Earlier this year, Whitman College rolled out a new one-sentence statement as part of its overhaul of admissions materials. And ever since, students and administrators have been wrestling with that question.
Students applying to college can face a dizzying number of choices, and for colleges, differentiation can be the key to attracting students. It's common for colleges to seize on a favorite attribute as a starting point for promotions, said David Strauss, a principal with Art & Science Group, a consulting firm. "You look into your navel, and more into your navel, and then really deeply into your navel, and you try to determine what it is you love about your institution," said Strauss, who did not consult on the Whitman campaign and did not comment on it specifically. "It ends up being nothing more than an exercise in self-congratulation."
To be successful, colleges need to emphasize a quality that matters to prospective students and others outside the institution, he said. And it needs to matter enough to affect their behavior.
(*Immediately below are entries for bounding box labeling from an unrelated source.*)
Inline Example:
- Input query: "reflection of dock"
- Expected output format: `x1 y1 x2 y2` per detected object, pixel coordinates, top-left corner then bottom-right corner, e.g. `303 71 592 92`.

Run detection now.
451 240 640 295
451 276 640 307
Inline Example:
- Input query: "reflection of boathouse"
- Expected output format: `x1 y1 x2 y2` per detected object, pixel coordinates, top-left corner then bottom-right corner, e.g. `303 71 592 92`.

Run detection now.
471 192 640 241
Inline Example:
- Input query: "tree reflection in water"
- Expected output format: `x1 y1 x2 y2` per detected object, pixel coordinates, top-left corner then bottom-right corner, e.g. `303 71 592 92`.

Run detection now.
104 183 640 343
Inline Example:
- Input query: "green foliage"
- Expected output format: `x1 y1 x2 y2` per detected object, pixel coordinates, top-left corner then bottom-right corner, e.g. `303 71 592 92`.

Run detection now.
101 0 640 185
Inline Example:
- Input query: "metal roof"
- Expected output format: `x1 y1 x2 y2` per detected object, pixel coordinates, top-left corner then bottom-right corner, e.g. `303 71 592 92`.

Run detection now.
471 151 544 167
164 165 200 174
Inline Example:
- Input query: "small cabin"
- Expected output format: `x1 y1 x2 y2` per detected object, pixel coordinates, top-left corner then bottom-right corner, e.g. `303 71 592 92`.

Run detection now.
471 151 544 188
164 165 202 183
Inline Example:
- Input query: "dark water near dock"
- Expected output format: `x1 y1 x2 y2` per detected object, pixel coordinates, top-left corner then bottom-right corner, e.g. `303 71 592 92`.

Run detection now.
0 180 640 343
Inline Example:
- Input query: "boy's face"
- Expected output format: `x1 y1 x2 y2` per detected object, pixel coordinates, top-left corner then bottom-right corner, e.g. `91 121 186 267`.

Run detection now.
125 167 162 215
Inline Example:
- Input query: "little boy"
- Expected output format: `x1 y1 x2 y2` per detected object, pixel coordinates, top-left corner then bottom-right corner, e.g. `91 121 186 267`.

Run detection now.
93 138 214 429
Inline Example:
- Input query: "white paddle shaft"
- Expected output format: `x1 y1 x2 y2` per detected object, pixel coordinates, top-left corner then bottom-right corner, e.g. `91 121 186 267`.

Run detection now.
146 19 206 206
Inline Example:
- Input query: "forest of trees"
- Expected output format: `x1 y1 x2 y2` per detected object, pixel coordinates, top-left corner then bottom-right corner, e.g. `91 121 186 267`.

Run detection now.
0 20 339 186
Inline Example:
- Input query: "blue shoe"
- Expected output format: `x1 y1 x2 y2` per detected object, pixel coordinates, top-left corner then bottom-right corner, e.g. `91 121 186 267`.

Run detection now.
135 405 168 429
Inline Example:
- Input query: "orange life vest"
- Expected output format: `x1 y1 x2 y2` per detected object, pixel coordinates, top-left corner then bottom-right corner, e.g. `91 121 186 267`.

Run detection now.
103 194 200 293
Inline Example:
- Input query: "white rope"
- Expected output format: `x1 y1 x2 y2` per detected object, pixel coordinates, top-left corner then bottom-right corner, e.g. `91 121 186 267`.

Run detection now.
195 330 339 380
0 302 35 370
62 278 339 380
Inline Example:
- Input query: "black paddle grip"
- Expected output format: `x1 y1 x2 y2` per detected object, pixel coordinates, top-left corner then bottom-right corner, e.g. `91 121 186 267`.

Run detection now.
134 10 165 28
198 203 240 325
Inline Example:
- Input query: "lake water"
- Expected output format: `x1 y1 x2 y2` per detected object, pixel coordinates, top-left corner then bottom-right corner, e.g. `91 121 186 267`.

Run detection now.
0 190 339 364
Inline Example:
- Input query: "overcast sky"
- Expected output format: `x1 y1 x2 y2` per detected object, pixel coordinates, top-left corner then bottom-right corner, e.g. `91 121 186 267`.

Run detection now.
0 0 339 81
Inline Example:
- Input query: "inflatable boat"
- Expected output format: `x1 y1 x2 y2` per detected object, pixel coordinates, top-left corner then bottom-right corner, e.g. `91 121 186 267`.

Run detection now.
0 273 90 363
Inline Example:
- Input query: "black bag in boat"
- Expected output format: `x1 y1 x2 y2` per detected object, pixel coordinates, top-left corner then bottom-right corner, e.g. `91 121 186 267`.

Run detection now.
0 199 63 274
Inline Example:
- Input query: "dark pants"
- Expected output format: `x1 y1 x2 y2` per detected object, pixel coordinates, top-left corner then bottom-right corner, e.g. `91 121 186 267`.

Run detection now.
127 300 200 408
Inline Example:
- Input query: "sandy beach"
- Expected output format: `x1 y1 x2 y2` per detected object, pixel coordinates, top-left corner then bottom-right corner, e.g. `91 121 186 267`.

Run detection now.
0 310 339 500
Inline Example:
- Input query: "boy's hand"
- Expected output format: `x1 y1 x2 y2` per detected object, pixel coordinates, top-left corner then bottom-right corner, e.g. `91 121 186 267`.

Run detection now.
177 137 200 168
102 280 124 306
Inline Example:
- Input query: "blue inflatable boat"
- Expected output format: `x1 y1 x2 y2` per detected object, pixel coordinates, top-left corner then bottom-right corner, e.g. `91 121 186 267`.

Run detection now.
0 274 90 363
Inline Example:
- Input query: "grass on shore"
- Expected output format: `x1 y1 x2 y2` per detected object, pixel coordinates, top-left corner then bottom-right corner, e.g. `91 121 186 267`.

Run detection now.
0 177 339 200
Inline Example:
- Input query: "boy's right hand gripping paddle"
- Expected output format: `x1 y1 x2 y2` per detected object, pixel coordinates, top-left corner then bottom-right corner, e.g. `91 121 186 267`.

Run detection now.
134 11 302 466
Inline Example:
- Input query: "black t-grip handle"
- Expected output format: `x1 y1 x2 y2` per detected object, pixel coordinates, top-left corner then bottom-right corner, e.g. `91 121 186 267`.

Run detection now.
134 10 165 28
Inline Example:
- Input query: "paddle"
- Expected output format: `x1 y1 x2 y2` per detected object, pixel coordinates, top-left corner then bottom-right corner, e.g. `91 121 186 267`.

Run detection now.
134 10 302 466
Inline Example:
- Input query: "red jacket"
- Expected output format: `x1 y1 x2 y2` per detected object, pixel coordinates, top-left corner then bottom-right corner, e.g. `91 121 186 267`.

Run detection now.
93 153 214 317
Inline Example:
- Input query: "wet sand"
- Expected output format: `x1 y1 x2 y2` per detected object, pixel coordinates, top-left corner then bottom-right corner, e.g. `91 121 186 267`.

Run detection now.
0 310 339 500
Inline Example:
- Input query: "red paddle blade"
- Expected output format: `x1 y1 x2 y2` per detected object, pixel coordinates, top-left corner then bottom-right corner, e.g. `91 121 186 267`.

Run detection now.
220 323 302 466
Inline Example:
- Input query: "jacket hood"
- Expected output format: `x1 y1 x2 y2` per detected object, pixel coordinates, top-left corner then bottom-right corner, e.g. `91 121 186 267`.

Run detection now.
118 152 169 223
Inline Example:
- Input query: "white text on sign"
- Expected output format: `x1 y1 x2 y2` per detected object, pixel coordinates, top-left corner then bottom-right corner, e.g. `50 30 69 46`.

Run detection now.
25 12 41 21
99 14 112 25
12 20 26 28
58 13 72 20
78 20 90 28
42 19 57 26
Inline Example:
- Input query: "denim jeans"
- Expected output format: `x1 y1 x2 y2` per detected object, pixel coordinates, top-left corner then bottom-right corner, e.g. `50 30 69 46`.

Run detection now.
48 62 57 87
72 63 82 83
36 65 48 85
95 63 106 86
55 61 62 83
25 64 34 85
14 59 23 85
The best campaigns, Strauss said, identify features that make a college special and then work to make those qualities even more prominent. He cited Brown University as an example. When Brown developed its open curriculum in 1969, allowing students to direct their own education, it took a quality the institution was known for -- a free-thinking atmosphere with few strict requirements -- and made it the centerpiece of the institution, and became more competitive in the process, Strauss said.